"Like most things: simple when you know, baron," he replied. "We tried canvas overalls steeped in hyposulphite of soda—no good; india-rubber solution—equally non-effectual. The gas seemed to eat its way through with hardly any perceptible delay in its action. Glass is impervious to it, but a soldier cannot fight in a glass case."
He paused to watch the effect of his communication, more than half expecting the "baron" to ask him to continue. Had he done so, the Austrian might have drawn into his shell and put his questioner on the wrong scent.
The Englishman offered no remark, but merely refilled his guest's glass.

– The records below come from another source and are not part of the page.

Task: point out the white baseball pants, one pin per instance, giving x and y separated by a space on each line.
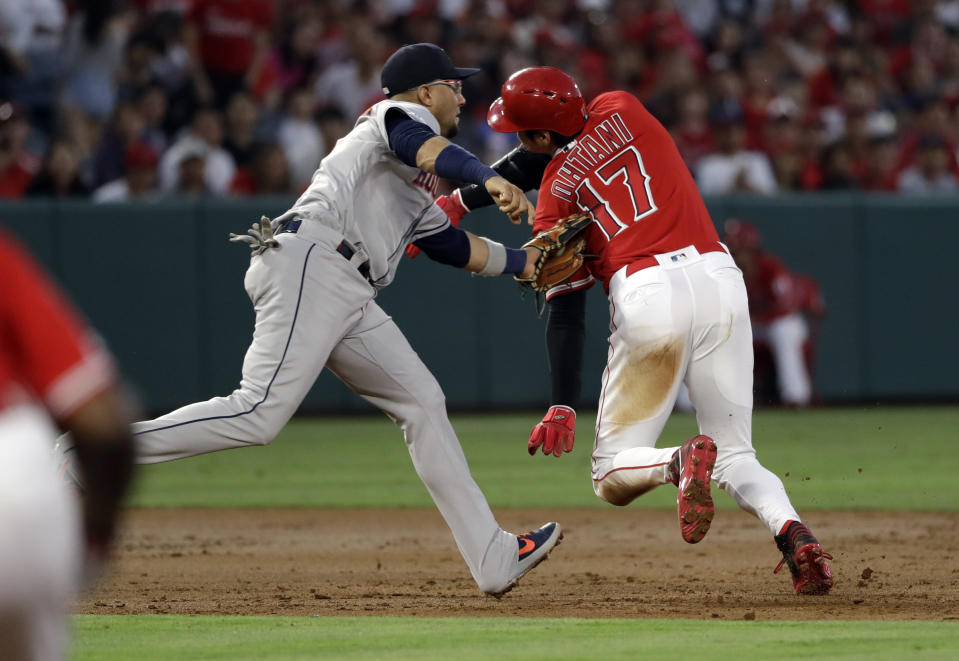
686 319
40 540
314 309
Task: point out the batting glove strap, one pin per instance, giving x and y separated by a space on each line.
556 432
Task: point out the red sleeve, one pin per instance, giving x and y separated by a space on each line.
49 349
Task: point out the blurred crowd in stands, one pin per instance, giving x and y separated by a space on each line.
152 98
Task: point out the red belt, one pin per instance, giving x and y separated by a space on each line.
650 260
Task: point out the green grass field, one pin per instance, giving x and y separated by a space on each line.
898 458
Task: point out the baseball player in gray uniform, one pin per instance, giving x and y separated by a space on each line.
313 278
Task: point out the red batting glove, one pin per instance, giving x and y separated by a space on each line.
556 432
452 205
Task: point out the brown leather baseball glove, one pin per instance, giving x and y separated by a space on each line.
561 253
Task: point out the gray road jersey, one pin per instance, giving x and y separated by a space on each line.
363 191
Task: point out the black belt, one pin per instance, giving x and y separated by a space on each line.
344 248
347 251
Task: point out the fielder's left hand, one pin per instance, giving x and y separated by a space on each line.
259 237
556 432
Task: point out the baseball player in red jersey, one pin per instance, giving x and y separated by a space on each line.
52 371
678 313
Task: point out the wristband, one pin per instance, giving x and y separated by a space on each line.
454 162
495 260
515 261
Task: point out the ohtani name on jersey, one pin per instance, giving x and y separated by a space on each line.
605 139
428 182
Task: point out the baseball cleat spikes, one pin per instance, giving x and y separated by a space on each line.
805 558
693 469
533 548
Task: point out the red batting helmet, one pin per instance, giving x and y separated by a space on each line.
538 99
740 235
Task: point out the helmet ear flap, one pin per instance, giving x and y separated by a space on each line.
543 98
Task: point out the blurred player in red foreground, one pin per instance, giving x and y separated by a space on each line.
781 306
53 371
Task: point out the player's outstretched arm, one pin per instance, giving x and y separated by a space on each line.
520 167
417 144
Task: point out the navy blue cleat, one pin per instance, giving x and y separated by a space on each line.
532 548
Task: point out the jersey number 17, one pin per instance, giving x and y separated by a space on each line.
617 194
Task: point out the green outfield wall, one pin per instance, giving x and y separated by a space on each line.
165 289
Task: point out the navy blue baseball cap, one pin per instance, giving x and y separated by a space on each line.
416 64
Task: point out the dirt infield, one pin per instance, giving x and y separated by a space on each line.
612 563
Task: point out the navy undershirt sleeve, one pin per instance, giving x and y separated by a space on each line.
406 135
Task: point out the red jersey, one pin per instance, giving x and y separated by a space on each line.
626 170
46 353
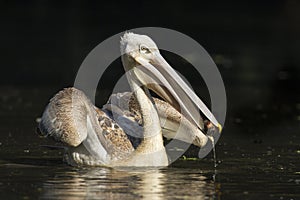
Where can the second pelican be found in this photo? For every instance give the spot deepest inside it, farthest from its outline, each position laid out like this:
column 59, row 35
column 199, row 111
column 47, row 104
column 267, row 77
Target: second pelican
column 129, row 129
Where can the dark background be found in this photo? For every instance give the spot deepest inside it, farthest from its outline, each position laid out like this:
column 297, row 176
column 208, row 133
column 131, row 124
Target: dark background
column 255, row 44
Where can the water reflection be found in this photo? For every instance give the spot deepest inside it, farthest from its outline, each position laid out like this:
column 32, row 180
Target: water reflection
column 104, row 183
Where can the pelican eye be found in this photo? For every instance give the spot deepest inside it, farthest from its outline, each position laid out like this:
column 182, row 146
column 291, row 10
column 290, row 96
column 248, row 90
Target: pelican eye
column 144, row 49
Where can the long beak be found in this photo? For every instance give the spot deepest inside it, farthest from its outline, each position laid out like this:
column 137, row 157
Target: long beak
column 169, row 82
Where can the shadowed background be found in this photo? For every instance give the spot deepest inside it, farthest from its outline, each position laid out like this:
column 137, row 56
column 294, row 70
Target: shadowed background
column 254, row 44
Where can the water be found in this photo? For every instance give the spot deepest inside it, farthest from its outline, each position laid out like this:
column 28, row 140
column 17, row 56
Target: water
column 247, row 166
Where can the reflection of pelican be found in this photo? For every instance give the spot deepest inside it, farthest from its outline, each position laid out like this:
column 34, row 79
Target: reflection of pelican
column 105, row 137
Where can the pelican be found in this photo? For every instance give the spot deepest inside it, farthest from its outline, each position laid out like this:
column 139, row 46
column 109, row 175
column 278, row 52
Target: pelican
column 129, row 129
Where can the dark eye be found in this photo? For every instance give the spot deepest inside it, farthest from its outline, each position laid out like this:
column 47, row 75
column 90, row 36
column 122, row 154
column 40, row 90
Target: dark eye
column 144, row 49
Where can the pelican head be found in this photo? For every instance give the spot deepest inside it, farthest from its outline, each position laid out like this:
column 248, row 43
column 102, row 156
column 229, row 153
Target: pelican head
column 141, row 56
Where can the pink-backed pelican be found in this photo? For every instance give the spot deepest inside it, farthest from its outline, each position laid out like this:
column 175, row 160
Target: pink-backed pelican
column 129, row 129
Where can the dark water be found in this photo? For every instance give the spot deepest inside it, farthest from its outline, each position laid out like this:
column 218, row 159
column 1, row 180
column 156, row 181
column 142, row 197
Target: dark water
column 250, row 166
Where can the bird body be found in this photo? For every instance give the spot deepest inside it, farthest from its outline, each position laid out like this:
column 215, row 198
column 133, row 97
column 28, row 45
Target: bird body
column 129, row 129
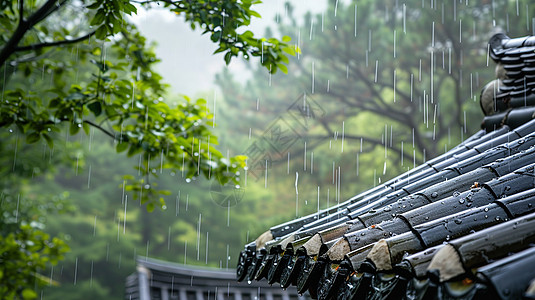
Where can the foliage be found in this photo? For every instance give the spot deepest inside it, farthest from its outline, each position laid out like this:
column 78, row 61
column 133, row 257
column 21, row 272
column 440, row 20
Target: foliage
column 100, row 76
column 397, row 84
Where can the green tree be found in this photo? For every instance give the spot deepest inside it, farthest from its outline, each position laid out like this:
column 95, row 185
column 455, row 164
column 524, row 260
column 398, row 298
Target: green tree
column 80, row 66
column 399, row 80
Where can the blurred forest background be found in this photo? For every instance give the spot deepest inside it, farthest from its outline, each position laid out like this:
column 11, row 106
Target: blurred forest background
column 386, row 85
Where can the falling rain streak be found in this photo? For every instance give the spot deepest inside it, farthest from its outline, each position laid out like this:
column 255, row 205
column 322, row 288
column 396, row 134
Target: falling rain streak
column 398, row 73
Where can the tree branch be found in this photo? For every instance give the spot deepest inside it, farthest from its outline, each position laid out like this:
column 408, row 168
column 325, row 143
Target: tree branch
column 24, row 25
column 101, row 129
column 52, row 44
column 21, row 11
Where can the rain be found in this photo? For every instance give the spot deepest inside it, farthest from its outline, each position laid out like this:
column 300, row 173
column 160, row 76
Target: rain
column 372, row 91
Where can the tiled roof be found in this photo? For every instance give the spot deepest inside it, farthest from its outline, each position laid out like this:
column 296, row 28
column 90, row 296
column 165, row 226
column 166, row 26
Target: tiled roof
column 459, row 226
column 157, row 279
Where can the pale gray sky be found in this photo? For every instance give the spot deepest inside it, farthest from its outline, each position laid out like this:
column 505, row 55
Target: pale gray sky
column 187, row 60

"Yes," resumed Major Hoffer, "it is a simple preventative—quite accidentally discovered, although the English and Americans would be most glad to know what it is. Hypo-sulphite of soda, alum in solution, and vaseline, all applied to thin canvas overalls and masks, the alum being merely to render the textile fabric non-inflammable."
The conversation was maintained for the best part of an hour, the Austrian officer doing his level best to impress that he was very much "in the know"; while the Englishman, by discreet questioning, obtained a vast store of valuable information.
"Then I will see you to-morrow at eleven," said Hoffer, as he rose to take his departure. "If I were you, baron, I would recommend that Italian prisoners only be taken for the work that your Government proposes to start. They are better than the Serbs, especially the Sicilians and Neapolitans who have previously been employed in their native sulphur mines. I suppose it would be too much to ask you to arrange for the transfer of an English prisoner?"
"An English prisoner?" repeated the supposed German officer. "For what reason?"
Major Hoffer shrugged his shoulders.
"Personally I do not like the responsibility of him," he explained. "We Austrians have not nearly so much hatred for England as you Germans, if you will pardon my saying so. I received the prisoner very unwillingly. He was landed from one of your U-boats at an Adriatic port, and he ought, I take it, to be placed in a German camp. A kapitan-leutnant—Otto von Loringhoven, brother to the Julius von Loringhoven of Zeppelin fame practically insisted that I should receive the prisoner for work in the sulphur mines. Why, I know not."
"What is the prisoner's name?" asked the sham baron.